ATARDECER DE
CINEXIN
Yo me enamoro de nuevo, y es pensando los recuerdos imborrables que éstos crecen
salvando la brecha de los años. Así me pienso en dos vidas distintas; una en
que era todo lo que era y otra en que soy en parte lo que quisiera ser. Es amor
a mi infancia, es el amor de mi infancia, mi primer amor. Al pensar así, vuelvo
a un atardecer real que se grabó en mi sueño y ascendió onírico a mis pupilas.
Sólo he de cerrar los ojos e invocarlo para que el cinexin proyecte en el
reverso de mis párpados aquel atardecer que sueño primero y último.
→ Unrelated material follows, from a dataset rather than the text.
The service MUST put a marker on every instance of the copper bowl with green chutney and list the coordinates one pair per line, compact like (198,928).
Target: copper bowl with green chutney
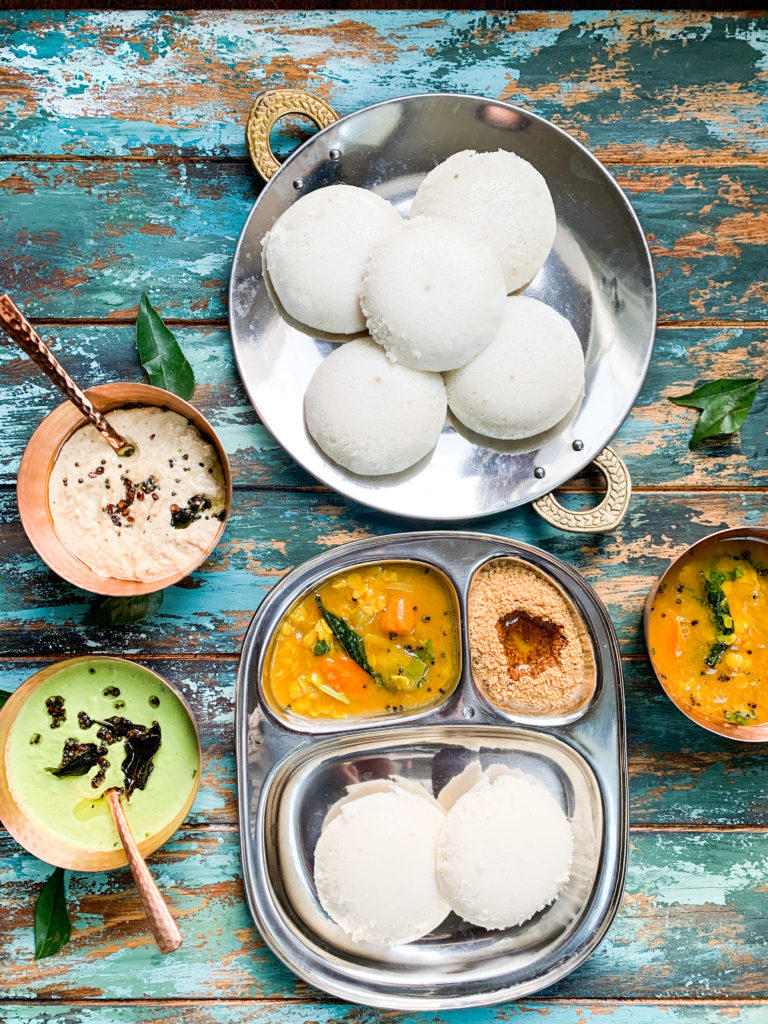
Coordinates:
(61,748)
No quiero
otro. La niñez busca momentos de
soledad. También en eso es pionera en nuestra vida la primera vida. Los necesita, lo sabe; y cuando lo sabe lo sabe bien. En sus minutos anticipa en forma inocente lo
verdaderamente importante de la vida, la vida desnuda sin los adjetivos
groseros de la experiencia.
Caminaba, remontando
suavemente hacia una pared de roca oscura que veía al fondo, muy troceada entre
los troncos gruesos del encinar, bajo la frondosidad de las copas. Atardecía. Iba
solo. Tenía diez años. Avanzaba entre las encinas, disfrutando del crepitar de
las hojas bajo mis botas y de la naturalidad de los demás silencios. Los rayos
de sol penetraban como un sinfín de punteros láseres naturales por entre el
follaje, encendiendo relieves de polvo suspendido a su paso, edificando
estalagmitas de luz sobre la hojarasca de las encinas en el suelo. Al cabo
llegué así hasta la pared de roca, maravillado por la vidriera que los halos de
partículas en movimiento tridimensional dibujaban en el vacío sin sotobosque:
espirales, aceleraciones, formaciones repentinas, desapariciones súbitas tras las columnas
arbóreas, caprichos geométricos o caóticos que dan fe de disposiciones
invisibles…
Subir a los
árboles era coser y cantar para mí. Me decidí por una encina inclinada hacia la
pared y subí y subí, ascendiendo el áspero tronco apoyándome en las ramas
horizontales que en seguida torcían hacia el cielo. De pronto broté en la
claridad; el sol poniente a mi espalda iluminaba la roca. Sólo en la catedral
de Santiago he vuelto a ver ese color verduzco de los siglos; los líquenes vestían
la piedra con el lino inconfundible de aquella naturaleza. Giré mi cuello y me
acomodé en un saliente de la pared y quedé sin aliento. Pocas veces puedes
conmoverte así…Las copas de las encinas tendidas en la ladera suave aterrizaban
invisibles sobre el Tajo. Encajonado entre cortados de pizarra, en sus aguas se
fundían la calima y la atmósfera incendiada, el último sol naranja, el puente
que abandonaba el paraíso con su carretera hacia el exilio, el encinar y todo
lo que había conocido.
Nos íbamos
de allí, dejábamos Extremadura. Quise retener mi primer amor y no pude, pero ese
es mi atardecer, el que guardo en el cinexin. No quiero otro.